Steele played Lexi in six series of the Highlands-set show, and followed it up with regular roles in Sea Of Souls, Tinsel Town and Wild At Heart. She was also Dr Annie Jandhu in River City and joined the cast of Holby City in 2019 as Ange Godard, a role she continued until the series ended earlier this year.
“I loved Holby,” she said. “It felt very much like a normal job, more than any other job I’ve done. Those continuing dramas are really good – just the basic stuff of a regular wage and a yearly contract, which is appealing to an actor because it’s not what we’re used to having.
“In terms of acting, I loved the challenge of playing a surgeon. It was full-on and I loved all the operations scenes. Continuing dramas are also a licence to be quite dramatic, I also enjoyed the discipline of it. With films you might be shooting two pages of the script a day but we would be shooting 15 pages.
“I’m not sure how much longer I would have done it as the commute was a bit of a killer. I would have to leave at 5am and I wouldn’t get home until 9pm but then there were some weeks we would only shoot a couple of days, so it meant I could be home for the school pick-up.
“It was a surprise, though, when it was announced that it was ending.

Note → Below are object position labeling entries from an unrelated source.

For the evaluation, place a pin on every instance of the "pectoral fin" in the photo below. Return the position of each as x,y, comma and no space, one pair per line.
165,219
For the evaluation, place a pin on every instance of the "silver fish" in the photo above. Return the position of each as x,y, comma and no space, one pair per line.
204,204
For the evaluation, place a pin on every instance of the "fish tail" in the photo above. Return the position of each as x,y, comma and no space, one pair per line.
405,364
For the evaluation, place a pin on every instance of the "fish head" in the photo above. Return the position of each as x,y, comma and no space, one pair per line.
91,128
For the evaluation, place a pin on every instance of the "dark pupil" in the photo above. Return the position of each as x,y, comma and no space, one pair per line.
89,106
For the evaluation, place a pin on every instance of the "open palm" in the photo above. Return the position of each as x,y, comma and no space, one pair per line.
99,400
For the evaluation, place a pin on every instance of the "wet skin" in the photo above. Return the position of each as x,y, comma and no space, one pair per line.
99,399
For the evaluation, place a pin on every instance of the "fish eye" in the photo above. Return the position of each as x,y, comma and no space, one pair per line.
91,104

It was extremely sad for everyone and a lot of jobs were lost but no job lasts forever.
“They gave us plenty of notice and we still had another six months of shooting to film after the announcement, so in the end it was a natural ending.

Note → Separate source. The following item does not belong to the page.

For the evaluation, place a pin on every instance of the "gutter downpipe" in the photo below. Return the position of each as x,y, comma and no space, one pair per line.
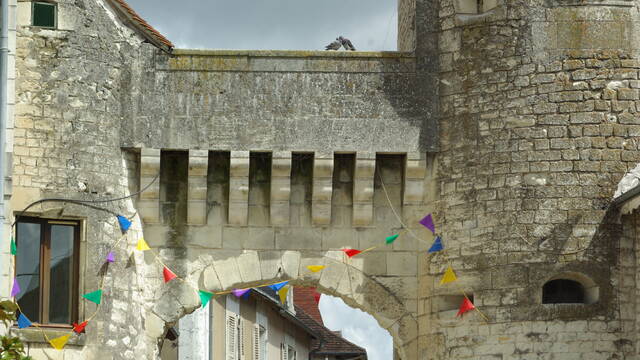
4,54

“I had just finished shooting Holby at Christmas and I was asked to read for Granite Harbour in February, which began shooting a couple of months later.
“It was nice to finish Holby and move on to Granite Harbour because it was completely different and there were no Covid restrictions, which was a joy, as we had been doing two-metre restrictions on Holby for 18 months. It was nice to be able to stand beside another actor and look into another actor’s eyes again.”
Granite Harbour, BBC Scotland, Thursday, 10pm, Friday, BBC1, 7pm
A school movie with a twist
Being part of the critically acclaimed documentary My Old School was one of the highlights of Dawn Steele’s year.
The film makes use of archive footage, new interviews and cartoon recreations to tell the story of Brandon Lee, the supposed 16-year-old student who enrolled at Bearsden Academy in 1994. He was, in fact, Brian McKinnon, 30 years old and a former student at the school, a fact only discovered after a year of him attending classes.
The film starred Alan Cumming and was directed by Jono McLeod, a former pupil at the school who was there at the same time as Lee. “He’d been making this film for a long time and he got a lot of his friends in to do the voices. He’s one of my oldest friends,” said Steele. “I only have a very small part in it but it was so clever the way he made it.
“He interviewed a lot of his friends from school and what was really interesting for me when I watched it was how everyone’s memory could be swayed. When you hear the individual stories and everyone has a different take on it, it really makes you think.
“It’s already up for lots of awards since premiering at Sundance and it was lovely when we all came up for the premiere at the Glasgow Film Festival, seeing all of his classmates together again and celebrating the film.”